Merv Mueller

Personal information
- Full name: Mervyn Edward Christopher Edgar Mueller
- Born: 3 October 1914 Yatala South, South Australia
- Died: 22 July 1984 (aged 69) South Plympton, South Australia
- Batting: Right-handed
- Role: Opening batsman

Domestic team information
- 1937/1938: South Australia

Career statistics
| Competition | First-class |
| Matches | 2 |
| Runs scored | 94 |
| Batting average | 31.33 |
| 100s/50s | 0/1 |
| Top score | 56 |
| Catches/stumpings | 0/– |
- Source: CricketArchive, 11 August 2015

= Merv Mueller =

Australian cricketer

Mervyn Edward Christopher Edgar Mueller (3 October 1914 – 22 July 1984) was an Australian cricketer who played two first-class matches for South Australia during the 1937–38 season.

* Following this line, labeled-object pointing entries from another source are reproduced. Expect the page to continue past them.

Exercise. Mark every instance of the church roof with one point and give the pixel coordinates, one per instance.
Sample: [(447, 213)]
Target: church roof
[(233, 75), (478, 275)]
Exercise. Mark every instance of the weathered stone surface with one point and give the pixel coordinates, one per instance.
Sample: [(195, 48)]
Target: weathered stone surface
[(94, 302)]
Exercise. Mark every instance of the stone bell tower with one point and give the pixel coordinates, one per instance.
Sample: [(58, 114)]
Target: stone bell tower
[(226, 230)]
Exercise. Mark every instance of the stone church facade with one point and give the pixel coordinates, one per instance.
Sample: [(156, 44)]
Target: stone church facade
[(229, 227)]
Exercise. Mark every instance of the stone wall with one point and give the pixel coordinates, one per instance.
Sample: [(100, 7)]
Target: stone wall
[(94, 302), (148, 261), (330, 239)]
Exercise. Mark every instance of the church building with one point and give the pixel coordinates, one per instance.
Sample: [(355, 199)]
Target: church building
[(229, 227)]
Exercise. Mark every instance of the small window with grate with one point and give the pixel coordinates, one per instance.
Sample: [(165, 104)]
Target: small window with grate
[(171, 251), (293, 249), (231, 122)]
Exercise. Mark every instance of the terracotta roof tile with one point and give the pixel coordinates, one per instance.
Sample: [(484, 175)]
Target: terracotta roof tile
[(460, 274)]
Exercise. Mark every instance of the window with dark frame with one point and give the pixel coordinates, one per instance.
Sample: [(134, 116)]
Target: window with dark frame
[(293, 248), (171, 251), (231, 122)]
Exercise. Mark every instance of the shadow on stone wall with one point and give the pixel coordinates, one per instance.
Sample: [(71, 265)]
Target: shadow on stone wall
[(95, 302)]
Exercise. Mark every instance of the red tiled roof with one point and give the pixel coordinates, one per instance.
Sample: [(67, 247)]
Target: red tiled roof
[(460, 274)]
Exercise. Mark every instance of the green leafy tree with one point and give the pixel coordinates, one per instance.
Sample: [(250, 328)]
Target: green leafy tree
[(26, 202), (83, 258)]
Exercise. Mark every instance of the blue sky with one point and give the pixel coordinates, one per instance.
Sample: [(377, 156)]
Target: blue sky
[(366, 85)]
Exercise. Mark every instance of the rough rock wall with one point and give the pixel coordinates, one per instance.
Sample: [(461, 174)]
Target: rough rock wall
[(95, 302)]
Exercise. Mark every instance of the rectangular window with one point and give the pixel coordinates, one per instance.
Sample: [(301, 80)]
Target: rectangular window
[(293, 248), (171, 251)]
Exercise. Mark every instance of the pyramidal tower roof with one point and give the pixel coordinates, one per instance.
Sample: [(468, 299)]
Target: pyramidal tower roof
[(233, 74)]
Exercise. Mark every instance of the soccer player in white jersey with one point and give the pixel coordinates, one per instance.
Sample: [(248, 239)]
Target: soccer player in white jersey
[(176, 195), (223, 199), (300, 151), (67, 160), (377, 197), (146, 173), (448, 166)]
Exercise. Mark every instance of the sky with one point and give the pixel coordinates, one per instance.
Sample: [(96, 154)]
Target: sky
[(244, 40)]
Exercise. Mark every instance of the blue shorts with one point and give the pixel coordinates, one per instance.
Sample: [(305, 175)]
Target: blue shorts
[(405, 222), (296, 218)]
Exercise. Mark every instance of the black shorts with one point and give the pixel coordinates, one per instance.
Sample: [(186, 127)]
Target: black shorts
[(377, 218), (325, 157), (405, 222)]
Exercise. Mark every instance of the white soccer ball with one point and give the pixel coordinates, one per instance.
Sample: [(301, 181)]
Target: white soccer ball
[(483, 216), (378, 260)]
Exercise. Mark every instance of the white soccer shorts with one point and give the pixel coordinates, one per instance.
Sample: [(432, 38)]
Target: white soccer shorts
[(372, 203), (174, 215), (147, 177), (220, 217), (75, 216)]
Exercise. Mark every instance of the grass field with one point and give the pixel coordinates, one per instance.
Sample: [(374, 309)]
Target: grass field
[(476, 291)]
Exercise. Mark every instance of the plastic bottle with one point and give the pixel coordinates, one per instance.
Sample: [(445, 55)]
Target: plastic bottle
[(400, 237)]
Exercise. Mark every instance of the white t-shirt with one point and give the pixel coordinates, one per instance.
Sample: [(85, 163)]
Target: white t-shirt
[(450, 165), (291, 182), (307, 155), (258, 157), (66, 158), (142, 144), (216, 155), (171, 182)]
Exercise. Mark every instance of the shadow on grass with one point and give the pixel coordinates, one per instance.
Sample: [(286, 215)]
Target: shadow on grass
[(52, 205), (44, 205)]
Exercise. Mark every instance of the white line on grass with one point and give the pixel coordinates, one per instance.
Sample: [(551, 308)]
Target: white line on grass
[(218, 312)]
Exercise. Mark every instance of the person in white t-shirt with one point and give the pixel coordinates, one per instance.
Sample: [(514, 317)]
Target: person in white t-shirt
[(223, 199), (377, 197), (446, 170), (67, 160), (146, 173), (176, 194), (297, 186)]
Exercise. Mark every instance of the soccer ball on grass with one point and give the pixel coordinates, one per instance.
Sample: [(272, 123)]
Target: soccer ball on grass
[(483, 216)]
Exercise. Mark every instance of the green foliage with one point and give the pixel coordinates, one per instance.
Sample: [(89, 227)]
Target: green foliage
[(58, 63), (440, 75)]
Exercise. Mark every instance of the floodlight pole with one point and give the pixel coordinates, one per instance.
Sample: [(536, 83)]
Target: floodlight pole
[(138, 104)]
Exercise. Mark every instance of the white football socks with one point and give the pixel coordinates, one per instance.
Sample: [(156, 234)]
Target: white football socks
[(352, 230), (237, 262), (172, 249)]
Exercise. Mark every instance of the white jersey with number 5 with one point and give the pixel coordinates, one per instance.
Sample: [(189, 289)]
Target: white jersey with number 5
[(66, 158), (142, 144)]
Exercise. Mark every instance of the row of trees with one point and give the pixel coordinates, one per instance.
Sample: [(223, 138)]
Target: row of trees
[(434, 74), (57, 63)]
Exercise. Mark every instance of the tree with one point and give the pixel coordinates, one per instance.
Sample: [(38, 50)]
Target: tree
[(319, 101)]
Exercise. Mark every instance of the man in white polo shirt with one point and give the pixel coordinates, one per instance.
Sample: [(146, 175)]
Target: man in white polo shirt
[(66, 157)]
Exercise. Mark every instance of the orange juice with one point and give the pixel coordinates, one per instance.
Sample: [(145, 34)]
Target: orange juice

Mueller was born in suburban Adelaide, and attended Adelaide High School. He worked in the country for two years after graduating, and after his return to Adelaide in 1934 began playing for Prospect in the local grade cricket competition, as an opening batsman. In December 1937, Mueller was selected to make his state debut, playing against Western Australia at Adelaide Oval. The match had first-class status, but was not part of the Sheffield Shield, as Western Australia had not yet been admitted to that competition. On debut, Mueller opened alongside his Prospect teammate, wicket-keeper Charlie Walker, and made 56 in the first innings. This was only bettered by the century scored by Don Bradman, the captain both of South Australia and the Australian national side.

Mueller's second and final first-class match was a Sheffield Shield fixture against Victoria towards the end of the season, in February 1938. He scored only a single run in the first innings, out leg before wicket to Test bowler Morris Sievers, but in the second innings scored 37 out of a 95-run opening stand with his new partner, Richard Whitington. Despite that performance and his earlier half-century, Mueller was omitted from the state squad for the opening match of the 1938–39 season, against New South Wales. He never again played at state level, but did serve as coach of Prospect for a period, starting in the 1953–54 season. During the Second World War, Mueller served with the Royal Australian Air Force (RAAF). He had reached the rank of corporal by the end of the war, at which time he was stationed at the No. 1 Aircraft Depot in Victoria. Mueller died in Adelaide in July 1984, aged 69. His son is Lieutenant General Desmond Mueller AO, former Vice Chief of the Australian Defence Force.